The embedded consultant is responsible for working closely with the bank’s senior management team to:
• Design a 12 month pilot to test this new approach to lending
• Refine the loan product to remove or reduce the guarantor and collateral requirements
• Streamline the loan approval process and establish risk-tiered thresholds to improve speed, efficiency, and risk management
• Build the expertise and skills of everyone involved in the lending process to ensure success:
o Train credit officers and their managers to collect and input all the necessary information, appraise loans using iCAM, and fully understand the prospective borrower’s financial condition.
o Ensure that everyone responsible for approving loans thoroughly understands the iCAM results and all their loan approval responsibilities.
Clearly, this is not a touch-and-go approach to capacity building.
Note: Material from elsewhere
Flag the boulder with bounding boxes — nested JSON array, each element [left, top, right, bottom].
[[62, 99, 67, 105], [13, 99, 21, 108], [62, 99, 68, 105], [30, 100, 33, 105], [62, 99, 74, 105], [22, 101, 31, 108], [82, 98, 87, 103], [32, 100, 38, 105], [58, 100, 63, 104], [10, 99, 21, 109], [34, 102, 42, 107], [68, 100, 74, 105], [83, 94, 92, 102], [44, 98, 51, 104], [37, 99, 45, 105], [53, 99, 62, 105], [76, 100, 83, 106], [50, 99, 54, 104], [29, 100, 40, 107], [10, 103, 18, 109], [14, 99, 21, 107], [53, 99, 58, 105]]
This is a hands-on and long-term approach to driving systemic change that benefits farmers and entrepreneurs as well as the banks.
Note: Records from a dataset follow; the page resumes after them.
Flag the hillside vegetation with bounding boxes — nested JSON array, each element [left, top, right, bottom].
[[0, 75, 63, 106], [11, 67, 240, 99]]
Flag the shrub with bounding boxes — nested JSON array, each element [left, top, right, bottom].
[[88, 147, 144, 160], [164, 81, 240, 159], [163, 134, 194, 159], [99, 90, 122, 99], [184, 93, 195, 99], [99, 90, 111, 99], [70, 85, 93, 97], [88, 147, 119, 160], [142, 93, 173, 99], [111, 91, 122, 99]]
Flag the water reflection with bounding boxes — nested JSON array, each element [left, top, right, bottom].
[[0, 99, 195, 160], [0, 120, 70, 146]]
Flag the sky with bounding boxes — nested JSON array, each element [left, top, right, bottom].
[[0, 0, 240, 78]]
Impact on Businesses, Women, and Youth
Reducing the lending process from 7 months to 7 days is more than an impressive outcome; it’s a lifeline for Ghana’s rural businesses and farmers. In just the first four months of implementation, the seven banks achieved an average turnaround time of 6.8 days from application to disbursement and disbursed GHS 8.98 million to 438 farmers and businesses. Women and youth especially benefit since they tend to have less collateral and savings: women received 74% of the loans and 66% of the total loan value, and youth received 33% of the loans and 23% of the total loan value. By reducing the waiting period, banks have also seen a surge in first-time borrowers, especially people younger than 36 years.
When loan disbursements align with the agricultural seasons or market cycles, default risk drops significantly as the money is put to work exactly when it is needed. Over the next 9 months, FIRST+II aims to disburse GHS 120 million through the seven banks and further reduce turnaround time to an average of 5 days for new borrowers and 3 days for repeat borrowers.
A Model for the Future and the Continent
This preliminary FIRST+II success suggests that the financing gap in Ghana and Africa isn't caused by a lack of capital. These pilots indicate that insufficient technical capacity within financial institutions is creating at least a portion of the financing gap. The FIRST+II rural bank partners are demonstrating that building their skills in product design and credit appraisals and using appropriate digital tools may enable them to compete with urban commercial banks while staying true to their rural development mission.
Shortening the loan process from 7 months to 7 days and subsequently attracting many new borrowers – especially women and youth – is a testament to the power of combining technical expertise with local financial institutions’ resolve and commitment. So far, this model appears to be worth repeating and deepening across the country, and ultimately across the continent.
Thank you to our 7 partner rural banks that are demonstrating their unending commitment to serving clients typically excluded from the financial system. Their openness to change is beyond commendation, and their impact upon the women, youth, farmers, and entrepreneurs who have benefited from their boldness will extend far beyond these individuals into their communities.